参政党を支えてるのはカルトとマルチ? 統計学で暴く参政党のバックとは?【林直人】

Ⅳ. 分析結果の考察:新・有権者ブロックの政治地理学
— 数字が描く“保守票の離反地図” —
◾️4-1 係数の解釈と仮説の検証:票田の“異端化”が可視化された瞬間
Table 2 の結果は明白だ。参議院という異なる選挙アリーナでも、先行研究の核心仮説は揺らがない。
MLM親和性指数(mlm_affinity_index)とNR地理的影響力指数(nr_influence_index)はいずれも、参政党得票率(sanseito_share_2025)とその伸び率(delta_sanseito_share_22_25)に一貫して有意なプラス効果を示す。
例:MLM集積度が 0.75SD 高い自治体は、参政党の得票率が 約0.71pt 高い。
NR影響力も同様に、潜在的コミュニティの濃度が高いほど参政党が伸びるという明確な構図だ。
票の移動仮説を裏付ける証拠も鮮明。モデル(4)では、同じ変数が自民党得票率に有意なマイナスとして現れる。つまり、参政党のプラスが自民党のマイナスに直結している。
クリエンテリズム指数(ldp_clientelism_index)は対照的効果を示す。

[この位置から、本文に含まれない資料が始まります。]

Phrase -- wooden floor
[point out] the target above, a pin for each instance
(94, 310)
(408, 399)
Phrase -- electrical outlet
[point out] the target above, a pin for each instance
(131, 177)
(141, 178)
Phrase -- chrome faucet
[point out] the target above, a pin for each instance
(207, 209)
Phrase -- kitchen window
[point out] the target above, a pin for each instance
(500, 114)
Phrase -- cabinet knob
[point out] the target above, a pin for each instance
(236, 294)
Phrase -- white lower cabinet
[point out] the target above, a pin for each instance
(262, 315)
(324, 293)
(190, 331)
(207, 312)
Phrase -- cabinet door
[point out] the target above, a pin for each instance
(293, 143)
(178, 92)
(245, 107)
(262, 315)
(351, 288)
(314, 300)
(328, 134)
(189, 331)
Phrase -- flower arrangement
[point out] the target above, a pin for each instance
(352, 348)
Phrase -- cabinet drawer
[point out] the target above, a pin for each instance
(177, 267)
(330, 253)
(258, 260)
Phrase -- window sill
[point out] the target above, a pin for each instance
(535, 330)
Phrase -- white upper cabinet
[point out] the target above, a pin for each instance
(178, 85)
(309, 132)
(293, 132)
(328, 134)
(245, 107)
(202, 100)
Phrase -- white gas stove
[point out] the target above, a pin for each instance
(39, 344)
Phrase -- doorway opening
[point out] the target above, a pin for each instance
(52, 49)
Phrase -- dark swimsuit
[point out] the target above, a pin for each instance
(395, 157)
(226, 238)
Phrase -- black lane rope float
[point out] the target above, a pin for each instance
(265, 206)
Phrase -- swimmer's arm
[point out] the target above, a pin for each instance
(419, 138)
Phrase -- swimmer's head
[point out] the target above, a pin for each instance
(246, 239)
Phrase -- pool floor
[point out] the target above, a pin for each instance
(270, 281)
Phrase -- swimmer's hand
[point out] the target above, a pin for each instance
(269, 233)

参政党モデルではマイナス → 「旧来型利益誘導政治」の強固な地域では参政党が浸透しづらい。
自民党モデルではプラス → 伝統的集票マシンの生存証明。
**交互作用項(MLM×クリエンテリズム)**が突きつけたのは、戦場の精密座標だ。
自民党ネットワークが弱く、かつMLM濃度が高い地域で、参政党の伸びは爆発的になる。
これは単なる価値観の一致ではなく、政治的疎外空間での組織的動員を意味する。
◾️4-2 衆院選と参院選の比較:制度を超えて生き残る支持基盤
衆院の小選挙区・比例併用制と参院の全国比例制という異なる制度下でも、係数の大きさと有意性にほぼ差はない。
これは、支持層が候補者人気ではなく参政党という政党ブランドとイデオロギーに結びついていることを意味する。
選挙制度が変わっても行動パターンは揺らがないーーつまり固定化された有権者ブロックだ。
◾️4-3 ケースファイル #YK-001:福岡県行橋市
福岡県行橋市の2025年参院選比例代表結果:参政党 4,668.7票、自民・国民民主に次ぐ第3位。全国平均を超える高支持率。
背景捜査:
市内に幸福の科学支部、天理教分教会群、倫理研究所法人会が存在。
これらは NR影響力指数の主要構成要素であり、モデルが予測する“高リスク地域”の条件をすべて満たす。
結論:行橋市はモデルの的中例そのものだ。ここでの参政党躍進は偶然でも「風」でもなく、地理的に集積した価値共同体ネットワークの動員結果だった。
マクロの統計パターンが、ミクロの地域現実と完全に一致した瞬間である。
◾️総括:保守政治の静かな内戦が始まった
この分析は、参政党の拡大が「反自民の一時的うねり」ではなく、特定コミュニティが地理的に固まって政治行動を組織化する構造現象であることを示した。
その構造は制度を超えて持続し、自民党の票田の一部を恒常的に侵食していく。
次の選挙戦は、与野党の争いではなくーー保守陣営内部の生存戦争になるだろう。